The Texas Supreme Court reversed. The court held that in the context of deceased customers, “(1) a bank satisfies its burden by retaining account statements for retrieval by the estate administrator, and (2) the repose period begins to run once an administrator is appointed.” Thus, since Real Administratrix waited until over two years after her appointment to demand that Bank recredit the account, her demand came too late and thus was barred. The court explained that after a customer’s death, the bank cannot send statements to the customer and thus retaining the statements is appropriate. Once a personal representative is appointed, the time period begins to run as the personal representative now has the right to all of the decedent’s business records and papers under Probate Code § 37.

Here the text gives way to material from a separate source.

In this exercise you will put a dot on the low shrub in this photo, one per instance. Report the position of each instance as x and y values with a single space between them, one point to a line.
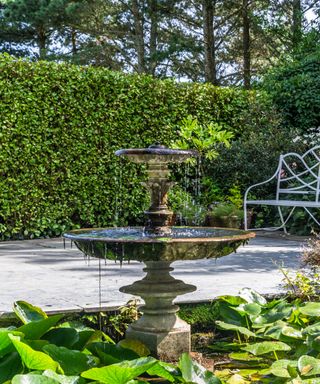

Moral: A personal representative must examine bank account statements immediately after being appointed or else risk that the repose period will run barring a recovery for unauthorized withdrawals from the decedent’s accounts.

Warning: The repose period can run before the personal representative obtains knowledge of the account. Thus, the personal representative must take prompt action to locate all of the decedent’s accounts. The decedent’s most recent income tax returns may be helpful in determining the existence of the accounts.